■2011年、満塁ホームランから始まった伝説
2011年。首位打者を獲得した長野久義は、巨人が優勝を決めたその日に満塁ホームランを放った。
あの一打は、セ・リーグ三連覇の流れを作り、球史に残る瞬間となった。
さらに、その年の走塁死はわずか一度。
2010年の新人王シーズンには、最終戦で逆転サヨナラ打を連発し、
ファンが「長野タイム!」と叫んでいたあの瞬間――。
まるで、野球漫画の主人公が現実に飛び出してきたようだった。
■チームの“兄貴分”として
巨人時代、長野は外国人選手たちの良き兄貴分だった。
言葉が通じなくても、笑顔とジェスチャーで心をつなぐ。
阪神戦では、キャベッジが落ち込んでいた時に「大丈夫だ」と肩を抱いて励ます姿がテレビに映し出された。
外国人選手からは「チョウノはビッグヘルプ」と呼ばれ、信頼を集めていた。
マイケル・アリスには「今日の日本語」コーナーを作り、毎日ひとつずつ日本語を教えていた。

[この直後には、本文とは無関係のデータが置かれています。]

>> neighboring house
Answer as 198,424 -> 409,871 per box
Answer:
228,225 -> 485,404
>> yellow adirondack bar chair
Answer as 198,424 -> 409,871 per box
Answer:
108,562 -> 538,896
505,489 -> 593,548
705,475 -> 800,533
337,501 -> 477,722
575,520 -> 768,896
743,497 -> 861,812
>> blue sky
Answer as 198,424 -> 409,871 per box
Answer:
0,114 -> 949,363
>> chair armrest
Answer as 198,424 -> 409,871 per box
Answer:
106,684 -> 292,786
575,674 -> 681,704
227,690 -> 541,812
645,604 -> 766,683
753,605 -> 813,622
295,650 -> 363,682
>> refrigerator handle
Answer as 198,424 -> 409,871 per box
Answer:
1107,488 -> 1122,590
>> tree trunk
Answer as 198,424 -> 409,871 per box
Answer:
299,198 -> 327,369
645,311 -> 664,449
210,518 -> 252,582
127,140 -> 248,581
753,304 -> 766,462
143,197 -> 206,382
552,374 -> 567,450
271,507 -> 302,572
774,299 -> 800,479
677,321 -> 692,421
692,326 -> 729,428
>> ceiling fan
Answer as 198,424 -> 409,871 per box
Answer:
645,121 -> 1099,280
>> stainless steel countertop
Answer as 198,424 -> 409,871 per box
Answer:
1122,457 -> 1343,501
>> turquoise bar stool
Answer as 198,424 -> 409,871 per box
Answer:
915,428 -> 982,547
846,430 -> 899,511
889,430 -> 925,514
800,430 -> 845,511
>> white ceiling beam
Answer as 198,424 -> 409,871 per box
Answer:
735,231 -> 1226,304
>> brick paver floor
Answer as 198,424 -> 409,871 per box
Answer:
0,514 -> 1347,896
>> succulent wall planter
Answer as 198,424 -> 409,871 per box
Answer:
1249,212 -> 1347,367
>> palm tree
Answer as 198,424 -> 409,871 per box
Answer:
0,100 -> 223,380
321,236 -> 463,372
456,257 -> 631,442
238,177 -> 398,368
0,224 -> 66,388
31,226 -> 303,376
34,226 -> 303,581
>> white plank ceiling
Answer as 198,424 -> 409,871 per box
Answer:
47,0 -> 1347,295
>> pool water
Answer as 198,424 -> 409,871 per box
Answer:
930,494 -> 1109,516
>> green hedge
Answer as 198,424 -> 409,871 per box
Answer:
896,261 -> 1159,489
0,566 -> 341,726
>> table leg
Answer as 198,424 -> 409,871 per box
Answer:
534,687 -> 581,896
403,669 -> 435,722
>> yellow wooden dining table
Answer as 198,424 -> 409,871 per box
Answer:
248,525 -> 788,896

最後には「ありがとう」だけ完璧になってシーズンを終えるという、なんとも微笑ましいエピソードも残っている。
■阿部慎之助との“ブロッコリー事件”
新人時代、ファームの食堂で毎日のようにカツカレーを食べていた長野に、阿部慎之助が一言。
「野菜も食え!」
そう言って、ブロッコリーを山盛りにして乗せた。
「これ何ですか…?」と固まる長野に、阿部が真顔で言った言葉は――
「俺の愛だよ。」
その日から長野は毎食ブロッコリーを積むようになったという。
厳しさの中に優しさがある。それが、巨人というチームの温度だった。
■子どもたちに愛された“やさしいヒーロー”
オフの野球教室では、最後まで子ども全員とハイタッチ。
「背番号いくつ?」と聞かれると、指で“6”を描いて教える姿に、笑顔がはじけた。
「長野さん!」と名前を呼ぶ子どもたちの声が、今も耳に残る。
グラウンドの中でも外でも、長野はずっとヒーローだった。
■2025年、引退シーズンの記録
2025年シーズン、長野久義は17試合に出場。
24打席・22打数・3安打、打率.136(出塁率.208)。
打点0・得点1・三振8・四球2。
右投手には打率.128と苦戦しながらも、左投手には**.350**と鋭い当たりを見せた。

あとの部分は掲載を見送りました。